Эндерсон нерешительно переступил с ноги на ногу.
— Может быть, — смущенно заметил он. — Но ты же так играешь, тебе меня выжить — раз плюнуть.
— Знаю, — сказал Пруит. Белая, холодная, как полярный лед, пелена гнева застлала ему глаза. — Я своими козырями другим игру не перебиваю. Разве что в картах. У меня не те правила, ясно? Мне твое паршивое место даром не нужно, а было бы нужно, я бы шел в открытую.
— Понял, — примирительно сказал Эндерсон. — Все понял. Ты не злись, Пру.
— Чтоб больше меня так не называл!
Кларк молча стоял рядом и сконфуженно улыбался, переводя широко раскрытые кроткие глаза с одного на другого, — так свидетель автокатастрофы смотрит на истекающего кровью человека и не двигается с места, потому что не знает, как быть, и боится сделать не то.
Поначалу Пруит хотел рассказать, что Хомс предложил ему место ротного горниста, а он отказался, но что-то в глазах Эндерсона заставило его передумать, и он промолчал.
— Кому охота служить на строевой? — Эндерсон опасливо запинался.
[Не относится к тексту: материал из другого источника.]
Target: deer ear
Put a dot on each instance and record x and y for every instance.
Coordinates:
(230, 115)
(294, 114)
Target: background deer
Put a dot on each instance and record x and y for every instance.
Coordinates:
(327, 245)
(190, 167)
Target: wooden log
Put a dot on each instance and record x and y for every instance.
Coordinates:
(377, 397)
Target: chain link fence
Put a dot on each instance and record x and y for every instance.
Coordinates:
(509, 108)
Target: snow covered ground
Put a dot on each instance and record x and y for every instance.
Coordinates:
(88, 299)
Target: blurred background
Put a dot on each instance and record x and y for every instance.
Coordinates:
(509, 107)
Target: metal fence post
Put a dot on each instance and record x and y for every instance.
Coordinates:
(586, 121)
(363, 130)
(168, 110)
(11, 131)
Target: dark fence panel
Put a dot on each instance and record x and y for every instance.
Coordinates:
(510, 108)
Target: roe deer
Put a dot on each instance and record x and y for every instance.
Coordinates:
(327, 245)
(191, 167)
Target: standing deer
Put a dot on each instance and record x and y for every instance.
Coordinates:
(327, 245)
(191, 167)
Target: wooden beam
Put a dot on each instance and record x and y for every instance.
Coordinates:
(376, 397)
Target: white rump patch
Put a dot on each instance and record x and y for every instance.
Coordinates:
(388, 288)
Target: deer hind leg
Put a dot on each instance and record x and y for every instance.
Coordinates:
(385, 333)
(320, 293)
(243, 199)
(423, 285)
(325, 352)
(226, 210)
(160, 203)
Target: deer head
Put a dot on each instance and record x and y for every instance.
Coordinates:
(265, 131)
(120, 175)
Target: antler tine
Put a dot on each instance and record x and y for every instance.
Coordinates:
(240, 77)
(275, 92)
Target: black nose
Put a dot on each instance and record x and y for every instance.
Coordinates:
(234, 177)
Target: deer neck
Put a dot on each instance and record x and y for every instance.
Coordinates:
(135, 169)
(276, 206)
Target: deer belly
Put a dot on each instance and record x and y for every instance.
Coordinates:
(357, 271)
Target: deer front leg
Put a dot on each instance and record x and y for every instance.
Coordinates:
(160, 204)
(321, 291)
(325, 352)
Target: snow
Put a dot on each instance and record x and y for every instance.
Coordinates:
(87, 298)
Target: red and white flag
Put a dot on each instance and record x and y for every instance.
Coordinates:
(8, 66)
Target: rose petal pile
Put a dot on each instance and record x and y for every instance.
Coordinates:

От такого психа, как Пруит, можно было ждать чего угодно. — Мне до тебя далеко, я знаю. Ты вон даже в Арлингтоне играл. Тебе занять мое место ничего не стоит, только это было бы нечестно. — Слова повисли в воздухе, будто он что-то не договорил.
— Можешь больше не трястись, — сказал Пруит. — А то еще заболеешь.
— Это… спасибо, Пру, — с трудом выдавил Эндерсон. — Ты, пожалуйста, не думай, что я… ну… это…
— Катись к черту. И запомни, тебе я не Пру, а Пруит.
Он резко повернулся и пошел назад в спальню. Подобрал с цементного пола тлеющую сигарету и глубоко затянулся, прислушиваясь к затихавшим на лестнице шагам. Потом с неожиданной досадой схватил с койки несколько карт и порвал пополам. Клочки бросил обратно на постель. Но обида по-прежнему кипела в нем, он собрал оставшиеся карты и стал методично рвать их одну за другой. Теперь уже все равно, колода и так никуда не годится. Нечего сказать, хорошее начало! Надо же придумать — будто он собрался отнять их вонючую работу!